Our baseline model predicts extremely high cumulative incidence (mean [95% percentile interval] = 80.9% [79.2, 82.3]) and relatively few deaths (mean [95% CI] = 31.4 [22.0, 38.5]) at the population level after the epidemic runs its course over 150 days and implementing a relatively modest transmissibility parameter ( Fig 2A and Table 1 ). Epidemiological trajectories at the population level varied little across model runs despite a heterogeneous metapopulation and stochasticity in both network formation and movement patterns. Although the trajectory of disease spread appears to track the artificially imposed profile of infection probability at the source (town), the observed exponential increase in infections at early time points is driven almost entirely by within-village transmission, seeded through travel to town or other villages where the epidemic was already introduced ( Fig 3 ). A visual example of this process in a single community is available as a supplementary animation ( S2 Fig ) in which a single individual is exposed at t = 17–18 while traveling to town, subsequently sparking a local epidemic.

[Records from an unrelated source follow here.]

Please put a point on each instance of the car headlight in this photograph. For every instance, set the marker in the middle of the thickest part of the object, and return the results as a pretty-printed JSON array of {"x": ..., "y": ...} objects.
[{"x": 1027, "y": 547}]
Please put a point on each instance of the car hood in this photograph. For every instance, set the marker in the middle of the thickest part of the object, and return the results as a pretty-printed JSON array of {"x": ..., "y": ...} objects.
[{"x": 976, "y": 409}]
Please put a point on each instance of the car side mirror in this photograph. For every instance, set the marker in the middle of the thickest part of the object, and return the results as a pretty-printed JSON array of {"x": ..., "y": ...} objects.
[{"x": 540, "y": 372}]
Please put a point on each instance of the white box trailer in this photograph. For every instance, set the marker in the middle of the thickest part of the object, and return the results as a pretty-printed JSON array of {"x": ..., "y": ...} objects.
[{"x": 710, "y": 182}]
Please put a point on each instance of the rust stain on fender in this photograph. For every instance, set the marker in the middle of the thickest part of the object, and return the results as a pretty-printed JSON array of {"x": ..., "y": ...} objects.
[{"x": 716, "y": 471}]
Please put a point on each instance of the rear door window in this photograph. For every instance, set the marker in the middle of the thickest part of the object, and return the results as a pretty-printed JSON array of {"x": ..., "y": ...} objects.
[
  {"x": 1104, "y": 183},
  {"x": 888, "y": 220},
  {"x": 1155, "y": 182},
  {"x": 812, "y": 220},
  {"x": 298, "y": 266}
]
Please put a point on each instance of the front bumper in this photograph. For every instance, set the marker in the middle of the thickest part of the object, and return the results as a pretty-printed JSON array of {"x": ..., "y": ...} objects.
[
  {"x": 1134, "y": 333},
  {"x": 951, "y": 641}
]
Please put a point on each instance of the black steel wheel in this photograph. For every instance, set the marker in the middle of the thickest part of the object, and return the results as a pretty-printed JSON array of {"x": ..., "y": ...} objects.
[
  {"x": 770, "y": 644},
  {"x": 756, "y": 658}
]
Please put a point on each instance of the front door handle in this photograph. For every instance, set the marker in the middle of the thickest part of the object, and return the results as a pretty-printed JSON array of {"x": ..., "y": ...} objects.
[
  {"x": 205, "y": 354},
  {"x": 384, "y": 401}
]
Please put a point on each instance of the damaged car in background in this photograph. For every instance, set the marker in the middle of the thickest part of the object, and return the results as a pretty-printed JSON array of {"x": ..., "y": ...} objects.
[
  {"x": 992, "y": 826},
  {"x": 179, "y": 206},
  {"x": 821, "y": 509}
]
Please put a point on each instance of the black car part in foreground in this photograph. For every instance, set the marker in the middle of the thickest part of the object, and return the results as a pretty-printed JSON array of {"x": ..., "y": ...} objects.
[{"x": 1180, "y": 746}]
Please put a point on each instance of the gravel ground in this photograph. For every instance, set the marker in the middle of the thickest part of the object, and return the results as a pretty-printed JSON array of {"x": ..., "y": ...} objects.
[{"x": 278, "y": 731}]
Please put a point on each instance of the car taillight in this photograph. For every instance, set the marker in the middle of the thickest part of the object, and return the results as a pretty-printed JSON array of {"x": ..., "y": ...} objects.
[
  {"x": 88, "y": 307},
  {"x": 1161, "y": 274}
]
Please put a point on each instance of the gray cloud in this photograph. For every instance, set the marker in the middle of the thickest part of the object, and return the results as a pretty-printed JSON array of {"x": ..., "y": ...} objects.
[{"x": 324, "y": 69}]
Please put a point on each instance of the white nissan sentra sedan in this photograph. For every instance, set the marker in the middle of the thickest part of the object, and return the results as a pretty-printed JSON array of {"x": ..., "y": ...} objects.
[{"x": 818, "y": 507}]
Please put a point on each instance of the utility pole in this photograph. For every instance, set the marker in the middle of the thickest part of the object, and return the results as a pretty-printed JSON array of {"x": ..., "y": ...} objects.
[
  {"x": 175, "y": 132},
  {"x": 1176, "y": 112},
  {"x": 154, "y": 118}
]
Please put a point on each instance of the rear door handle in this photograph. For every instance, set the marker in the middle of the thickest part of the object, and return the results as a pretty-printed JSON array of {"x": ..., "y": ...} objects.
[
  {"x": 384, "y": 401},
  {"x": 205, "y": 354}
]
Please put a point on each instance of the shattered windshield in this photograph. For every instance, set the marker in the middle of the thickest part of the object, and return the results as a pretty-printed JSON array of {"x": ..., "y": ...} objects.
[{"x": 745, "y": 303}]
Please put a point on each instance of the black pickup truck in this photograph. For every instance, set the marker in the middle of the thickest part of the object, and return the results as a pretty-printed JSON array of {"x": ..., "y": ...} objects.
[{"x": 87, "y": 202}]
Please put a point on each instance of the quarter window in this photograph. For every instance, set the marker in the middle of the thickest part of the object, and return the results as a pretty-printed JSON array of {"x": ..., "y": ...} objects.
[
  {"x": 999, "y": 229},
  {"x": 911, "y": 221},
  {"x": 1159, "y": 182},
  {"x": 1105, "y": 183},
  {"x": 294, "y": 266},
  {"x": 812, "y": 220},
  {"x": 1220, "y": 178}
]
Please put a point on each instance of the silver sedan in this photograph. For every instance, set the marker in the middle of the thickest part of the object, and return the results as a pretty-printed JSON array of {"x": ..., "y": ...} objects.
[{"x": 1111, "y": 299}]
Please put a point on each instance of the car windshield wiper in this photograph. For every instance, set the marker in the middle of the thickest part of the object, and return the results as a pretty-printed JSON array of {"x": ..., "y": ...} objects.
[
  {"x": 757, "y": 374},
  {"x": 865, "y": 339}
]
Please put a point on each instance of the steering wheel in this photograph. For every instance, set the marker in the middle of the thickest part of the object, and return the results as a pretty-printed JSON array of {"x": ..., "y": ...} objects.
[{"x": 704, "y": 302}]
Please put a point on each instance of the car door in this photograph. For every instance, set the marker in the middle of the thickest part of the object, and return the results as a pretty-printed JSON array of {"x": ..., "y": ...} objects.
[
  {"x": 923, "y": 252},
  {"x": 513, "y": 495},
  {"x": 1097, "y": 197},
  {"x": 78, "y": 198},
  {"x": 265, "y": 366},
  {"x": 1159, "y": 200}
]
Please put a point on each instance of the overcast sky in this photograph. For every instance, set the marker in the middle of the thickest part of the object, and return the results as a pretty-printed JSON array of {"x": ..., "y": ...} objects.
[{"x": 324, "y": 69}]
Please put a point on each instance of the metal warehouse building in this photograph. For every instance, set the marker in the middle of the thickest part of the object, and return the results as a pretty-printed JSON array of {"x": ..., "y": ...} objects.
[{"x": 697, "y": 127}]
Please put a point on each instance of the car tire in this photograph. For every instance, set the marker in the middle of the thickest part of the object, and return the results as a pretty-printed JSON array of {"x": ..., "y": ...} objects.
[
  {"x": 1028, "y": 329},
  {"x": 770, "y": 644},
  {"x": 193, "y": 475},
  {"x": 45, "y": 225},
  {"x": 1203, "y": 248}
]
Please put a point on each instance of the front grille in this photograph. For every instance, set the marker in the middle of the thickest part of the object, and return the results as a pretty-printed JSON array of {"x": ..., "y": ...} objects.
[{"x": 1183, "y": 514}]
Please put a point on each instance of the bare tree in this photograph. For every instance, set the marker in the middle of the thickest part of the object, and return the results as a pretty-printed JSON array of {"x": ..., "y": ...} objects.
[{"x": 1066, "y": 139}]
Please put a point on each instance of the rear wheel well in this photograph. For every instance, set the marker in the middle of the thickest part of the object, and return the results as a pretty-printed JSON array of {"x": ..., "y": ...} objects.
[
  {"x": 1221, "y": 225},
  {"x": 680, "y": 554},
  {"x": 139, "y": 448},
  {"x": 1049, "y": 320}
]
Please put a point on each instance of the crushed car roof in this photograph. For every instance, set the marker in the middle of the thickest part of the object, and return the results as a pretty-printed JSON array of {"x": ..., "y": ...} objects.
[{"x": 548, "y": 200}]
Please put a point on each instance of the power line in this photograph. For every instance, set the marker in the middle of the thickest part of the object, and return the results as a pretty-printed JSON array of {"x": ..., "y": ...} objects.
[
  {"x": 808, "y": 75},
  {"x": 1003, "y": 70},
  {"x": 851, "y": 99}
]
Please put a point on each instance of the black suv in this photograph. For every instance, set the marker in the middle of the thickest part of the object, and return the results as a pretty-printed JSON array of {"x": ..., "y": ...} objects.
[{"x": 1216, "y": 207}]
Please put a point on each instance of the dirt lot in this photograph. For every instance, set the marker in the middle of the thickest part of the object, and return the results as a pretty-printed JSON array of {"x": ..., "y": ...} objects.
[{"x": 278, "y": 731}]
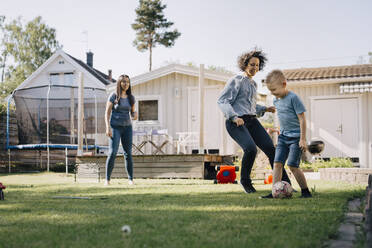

We first present results on total outbreak size by describing cumulative incidence of infection at the population, community, and individual levels from our baseline model, which adopts standard parameters associated with SARS-CoV-2. We then examine disease trajectories by examining the timing of infections, with special attention to explaining variability among communities. Finally, we examine the efficacy of several potential intervention strategies by examining how epidemiological outcomes respond to changes in model parameters.
Discussion
Our empirically parameterized network model predicts a high potential rate of epidemic spread (approximately 80% cumulative incidence) for an infectious disease like COVID-19 entering a remote Indigenous community from an outside source, with a high degree of heterogeneity in the probability of becoming infected at the community and individual levels (Fig 2). At the community level, subpopulation size is the strongest predictor of total outbreak size and both the timing of first infection and the maximum instantaneous proportion of infections. Community density and proximity to town also contribute substantially to how quickly disease first reached a particular village (Table 2). At the individual level, infection is more likely among older adults, women, and individuals living in denser neighborhoods, larger households, and located more centrally in the community (Table 3). Tests of multiple intervention scenarios suggest that mobility restrictions (e.g., collective isolation) have little impact unless behavioral change is rigidly enforced at extreme levels for both travel to town and between communities, whereas even minor reductions in transmissibility achieved through pharmaceutical and other interventions can effectively reduce disease spread and total outbreak size (Fig 6).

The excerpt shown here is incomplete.